Si Adán  y Eva permanecieran en el Paraíso  serían inmensamente  felices pero  morirían  de aburrimiento, dice Kant. Lo que Kant dijo es, en realidad,  todavía  mejor:  “Es falso asimismo,  creer  que  de haber  permanecido Adán y Eva en el Paraíso,  no hubieran hecho más que estar juntos, cantar  canciones pastoriles y contemplar  las bellezas  de  la Naturaleza. En tal estado les hubiera  atormentado el aburrimiento,  lo mismo que a los demás hombres.” (Kant, 1803/2003, p. 63). Hacernos  felices es algo  que  parece  proponernos la PsP, como  pretendida ciencia  de  la felicidad  o ciencia del bienestar  (Lyubomirsky, 2008; Vázquez  y Hervás, 2009a). Sin embargo, la PsP deja mucho que desear  como ciencia  y no deja  de  tener su lado  negativo  tras su aparente inocencia.  Su pretendido  carácter  científico puede  que  sea  más  que  nada un marchamo  cientifista. Una  manera  de  encubrir  su carácter  ideológico  dentro del pensamiento  positivo tradicional  y del capitalismo consumista  actual  (Becker y Marecek,  2008; Binkley, 2011; Cabanas y Sánchez,  2012; Christopher y Hickin- bottom, 2008). Respecto a su lado negativo,  se ha seña- lado  la tiranía  que  la actitud  positiva ha  llegado  a  ser (Ehrenreich, 2011; Held, 2002; 2004). Una  legión  de “hapiólogos”,  no sólo psicólogos positivos, sino también coaches,  oradores motivacionales  y emprendedores de la industria de la autoayuda, predican  esta nueva psicología que tal parece  que estuvieran promoviendo  un tipo de religión (Larazus, 2003a).
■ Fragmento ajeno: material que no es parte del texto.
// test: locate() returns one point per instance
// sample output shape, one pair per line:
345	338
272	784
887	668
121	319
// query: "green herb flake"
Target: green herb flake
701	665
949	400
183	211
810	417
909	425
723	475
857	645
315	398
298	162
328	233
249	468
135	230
Ser positivo y pensar  en positivo parecen  eslóganes  de buena  educación, según  ya  son lugares  comunes en las conversaciones  y disertaciones  acerca  de  cómo hay  que estar en la vida. Estos mantras  recuerdan una especie de magia  simpática de la que nos habla  James Frazer en Lrama  dorada, consistente en creer que “lo semejante produce lo semejante”  (Frazer,  1922/1981, p. 34),  para  el caso,  lo positivo como atracción  para  cosas  positivas. El éxito de ventas de El secreto de Rhonda Byrne viene a ser hoy una versión de la atracción  secreta  o simpatía  oculta entre lo semejante,  que Frazer encontraba propio de pueblos —como dice—primitivos, bárbaros y salvajes. El libro El secreto tiene su base en la “ley de la atracción”,  una su- puesta “ley de la naturaleza”, según la cual, “te conviertes en lo que más piensas”  (El secreto, p. 23 y p. 27;  Byrne, 2007). Tal pareciera que “el secreto” de nuestra felicidad estuviera en el pensamiento  positivo.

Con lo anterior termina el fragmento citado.